The CSS then forwards the request to the application server that the user is matched up with via the sticky table, as long as the server is up.

The packets from the CSS have a source address of 136.180.3.3.

The packet arrives at the application server. The application server responds to the user.

Since the source address of the packet going to the application server is 136.180.3.3, (which is on another subnet) that is where the server sends it back to.

Because of that the flow has to go back to the CSS via the router.

The CSS then un-NATs it and responds back to the user.

I have also asked the user to telnet to the dns name associated with the VIP and they are able to successfully do this. (they are able to get a username prompt, since they do not have logins into the server that is as far as they get)

This works fine.

Here is the issue that occurs that we do not get time to troubleshoot.

At certain regular intervals (during heavy user access, that is when a lot of users hit the system to do there time cards Monday mornings and Friday afternoon) when the user clicks on the link that directs them to the VIP, their browser times out.

When this issue happens I am able to identify what server the user is pointed to via the sticky table. It is usually just one server of the 4 servers having an issue. The system admins restart the Apache process on all the servers and things are back to normal. I do NOT do anything to the CSS.

Unfortunately we do not get even a half hour to try to figure out what the problem is. They just want to get production back going and restarting the process does the trick so that is what they do.

At the same time the user is having the above mentioned issue with the link on the portal, they are able to successfully do a telnet to the VIP and it directs them to the same server (via the sticky table). The server will respond to the telnet request with a username prompt. (that is why I do not think it is the CSS that is the issue)

Questions

Is there anything that you can think of that would help shed the light on the problem? I know that will be tough without being able to trouble shoot during the outage.
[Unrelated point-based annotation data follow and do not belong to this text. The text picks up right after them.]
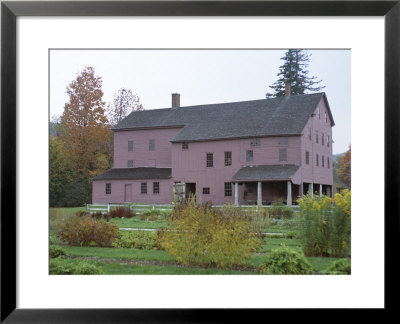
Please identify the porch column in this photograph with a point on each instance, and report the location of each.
(236, 194)
(259, 193)
(328, 191)
(289, 192)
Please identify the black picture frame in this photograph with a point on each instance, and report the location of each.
(10, 10)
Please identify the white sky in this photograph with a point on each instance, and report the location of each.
(201, 77)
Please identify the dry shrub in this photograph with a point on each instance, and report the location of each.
(203, 236)
(86, 231)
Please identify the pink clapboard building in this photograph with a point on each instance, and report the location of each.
(251, 152)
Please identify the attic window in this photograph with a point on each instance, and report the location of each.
(130, 146)
(249, 156)
(108, 188)
(255, 142)
(228, 158)
(210, 160)
(283, 141)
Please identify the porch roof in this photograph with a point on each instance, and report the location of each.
(135, 174)
(265, 172)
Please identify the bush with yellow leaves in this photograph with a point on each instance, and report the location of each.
(325, 225)
(200, 235)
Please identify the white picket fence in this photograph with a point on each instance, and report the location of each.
(136, 208)
(140, 208)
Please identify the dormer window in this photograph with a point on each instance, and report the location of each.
(255, 142)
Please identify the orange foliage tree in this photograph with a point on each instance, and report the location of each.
(344, 171)
(84, 130)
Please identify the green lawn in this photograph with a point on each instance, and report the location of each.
(136, 222)
(122, 260)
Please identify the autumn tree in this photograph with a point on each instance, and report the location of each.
(125, 101)
(344, 170)
(60, 171)
(294, 71)
(84, 128)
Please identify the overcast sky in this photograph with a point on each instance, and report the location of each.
(201, 77)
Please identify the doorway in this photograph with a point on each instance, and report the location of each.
(128, 193)
(190, 189)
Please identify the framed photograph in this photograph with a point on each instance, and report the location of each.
(195, 50)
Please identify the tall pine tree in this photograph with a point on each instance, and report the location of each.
(294, 71)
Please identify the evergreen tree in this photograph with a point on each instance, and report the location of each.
(294, 71)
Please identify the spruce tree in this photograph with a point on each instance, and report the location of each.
(294, 71)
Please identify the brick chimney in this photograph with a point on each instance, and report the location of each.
(176, 100)
(287, 89)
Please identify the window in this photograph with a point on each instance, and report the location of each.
(249, 156)
(228, 189)
(282, 155)
(255, 142)
(210, 160)
(251, 187)
(228, 158)
(156, 187)
(206, 190)
(152, 145)
(130, 146)
(108, 188)
(283, 141)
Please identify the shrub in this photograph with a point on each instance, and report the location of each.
(286, 261)
(136, 239)
(82, 213)
(342, 266)
(69, 267)
(120, 212)
(56, 251)
(279, 210)
(86, 231)
(325, 229)
(201, 235)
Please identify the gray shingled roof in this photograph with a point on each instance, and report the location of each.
(265, 117)
(135, 174)
(266, 172)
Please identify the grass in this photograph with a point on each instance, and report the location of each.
(136, 222)
(118, 253)
(119, 257)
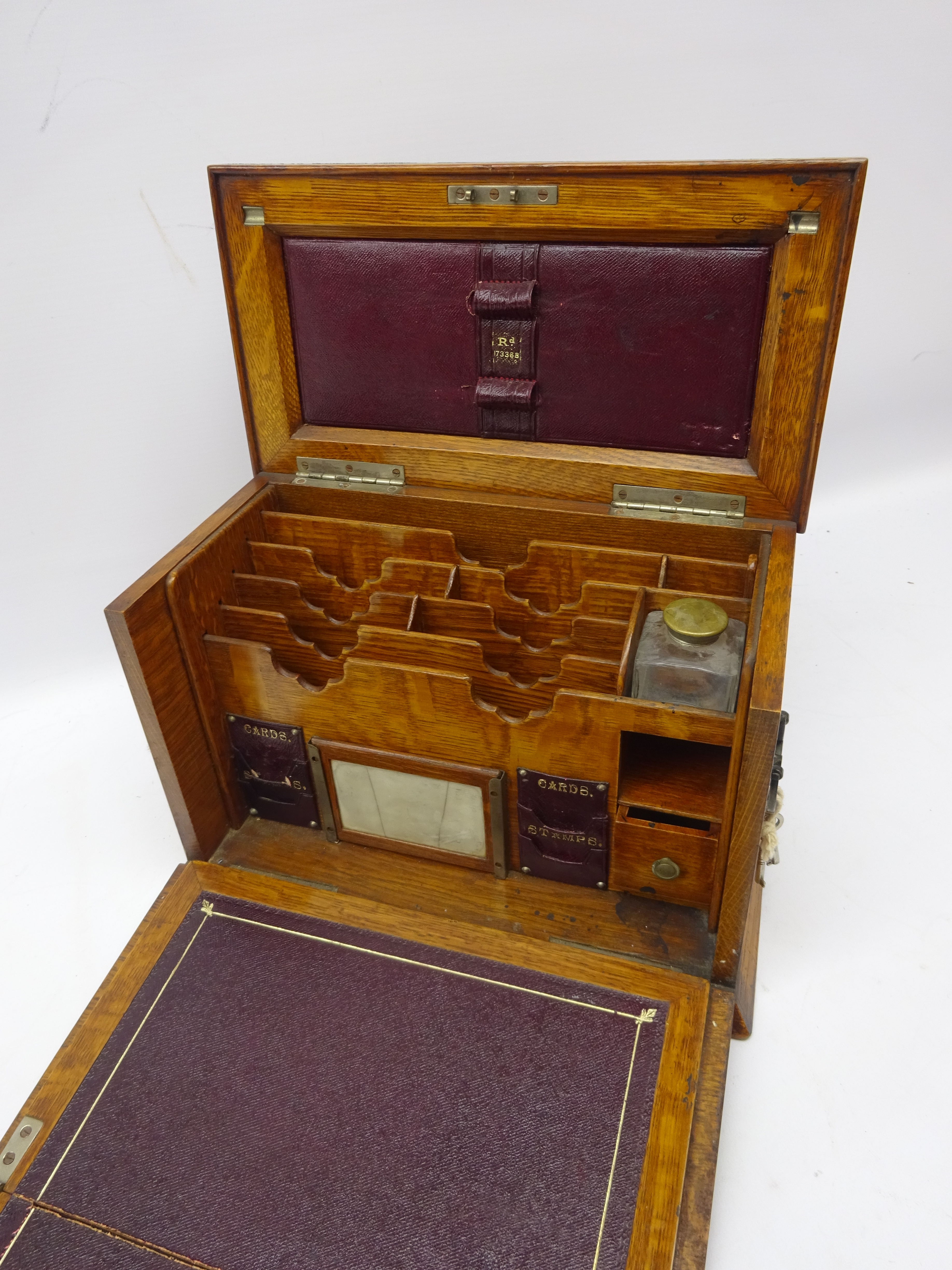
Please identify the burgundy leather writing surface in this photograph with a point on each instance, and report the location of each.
(45, 1241)
(346, 1102)
(383, 333)
(635, 347)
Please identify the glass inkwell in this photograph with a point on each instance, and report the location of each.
(690, 654)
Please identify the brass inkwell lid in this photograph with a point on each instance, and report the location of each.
(695, 622)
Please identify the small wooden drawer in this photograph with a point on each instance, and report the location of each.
(640, 844)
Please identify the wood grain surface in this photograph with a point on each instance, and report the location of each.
(697, 1198)
(143, 629)
(97, 1024)
(654, 933)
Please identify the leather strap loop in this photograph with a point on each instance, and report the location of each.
(501, 394)
(502, 299)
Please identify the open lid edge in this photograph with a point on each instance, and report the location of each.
(715, 204)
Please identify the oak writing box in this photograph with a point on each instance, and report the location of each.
(451, 973)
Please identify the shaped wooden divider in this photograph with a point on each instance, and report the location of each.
(353, 552)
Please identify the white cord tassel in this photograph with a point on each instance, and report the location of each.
(770, 843)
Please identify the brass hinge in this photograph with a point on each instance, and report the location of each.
(461, 195)
(383, 478)
(677, 505)
(17, 1146)
(804, 223)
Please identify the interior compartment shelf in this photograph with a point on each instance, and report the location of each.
(685, 778)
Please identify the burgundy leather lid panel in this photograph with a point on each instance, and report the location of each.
(345, 1102)
(43, 1241)
(383, 333)
(650, 347)
(636, 347)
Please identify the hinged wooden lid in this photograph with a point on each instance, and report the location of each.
(804, 213)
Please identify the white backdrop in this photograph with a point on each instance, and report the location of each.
(122, 430)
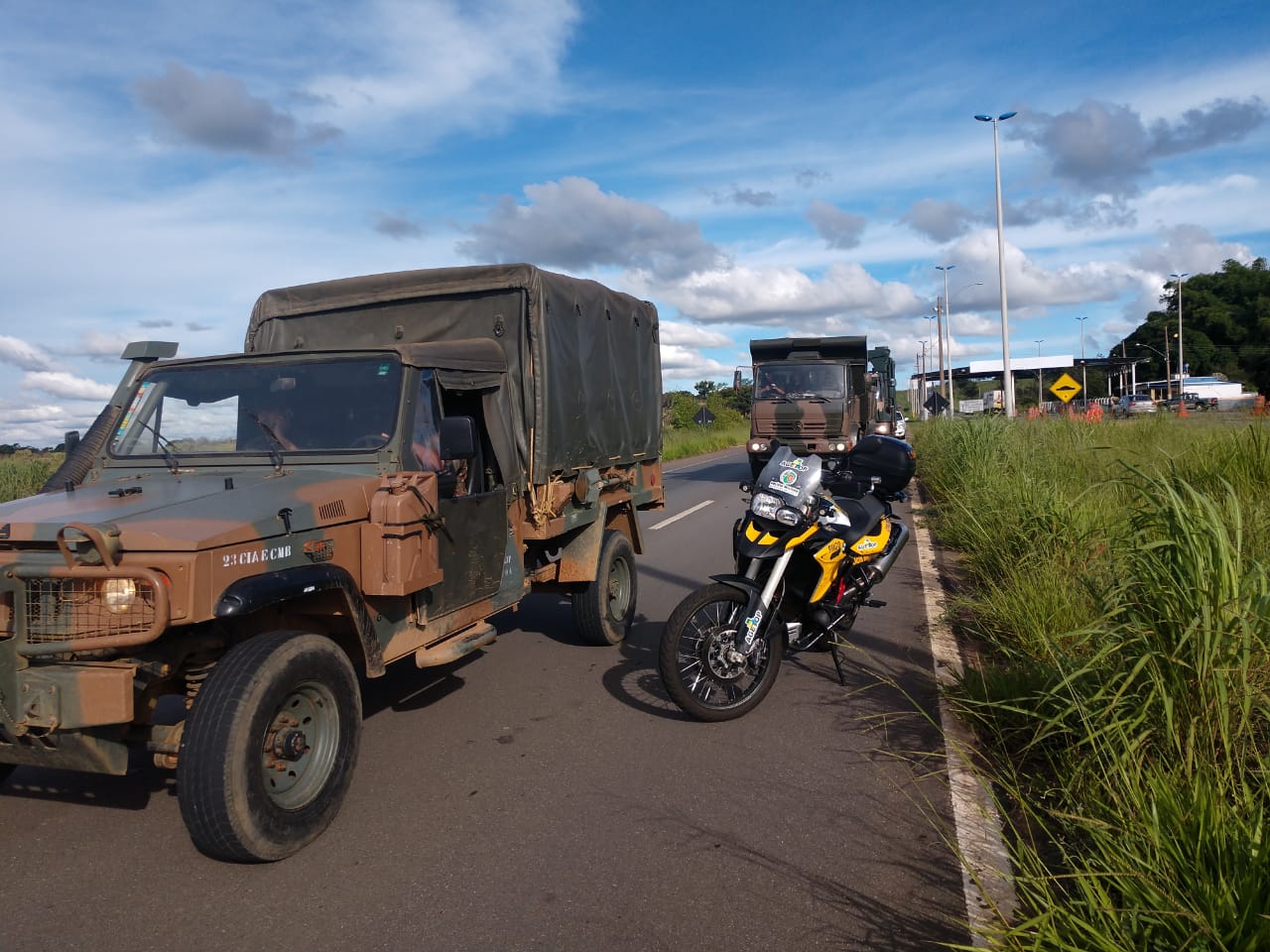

Is there something in the CSS that might be able to help us?

Is there a way to make the CSS present its IP address (the one that is defined in the circuit command) that is on the same network as the servers instead of the VIP? (so the return traffic does not have to go thru the router). Not sure if it would help.

The problem is not reproducible on command, we have to wait until the system fails then we can not do anything about it.

A copy of the config is attached, please reference the bolded text. Thanks!

cschneid · ‎10-04-2006

Jason,

The problem could be related to a number of things including garbage collection occurring on the CSS or possibly the server just being overwhelmed.

I see that you are using source groups and 'add destination services' and as

you mentioned you are using the 136.180.3.3 address in those groups. However, in most cases the vip address configured under the group doesn't have to same as the vip address in the content rule. In fact, in your scenario it would be better if the vip address in the group was in the same ip subnet as the services configured in the 'add destination' statement.

Because currently you have the vip address configured in the content rule and in the source group Oracle-Apps it's even possible (depending on the volume of the traffic) that you are cycling through the 63000 tcp ports and causing some sort of collision on the server.

Suggestions:

1) Use source group addresses that are in the same subnet as your servers and see if this resolves the issue. This address should *not* be the interface address of the CSS, in fact the CSS will complain if you try to do this. Use an available address in that network (the CSS will reply to ARPs for this address and will own it).

2) If #1 doesn't resolve the issue and the problem consistently happens, setup sniffers on the front and the back of the CSS. You can configure most sniffers to do rolling captures

(in Ethereal/Wireshark it's called a Ring Buffer) and stop the capture once you know the problem occurs. If you are unable to determine via the traces what's happening, open a TAC case and we can help.

-Chip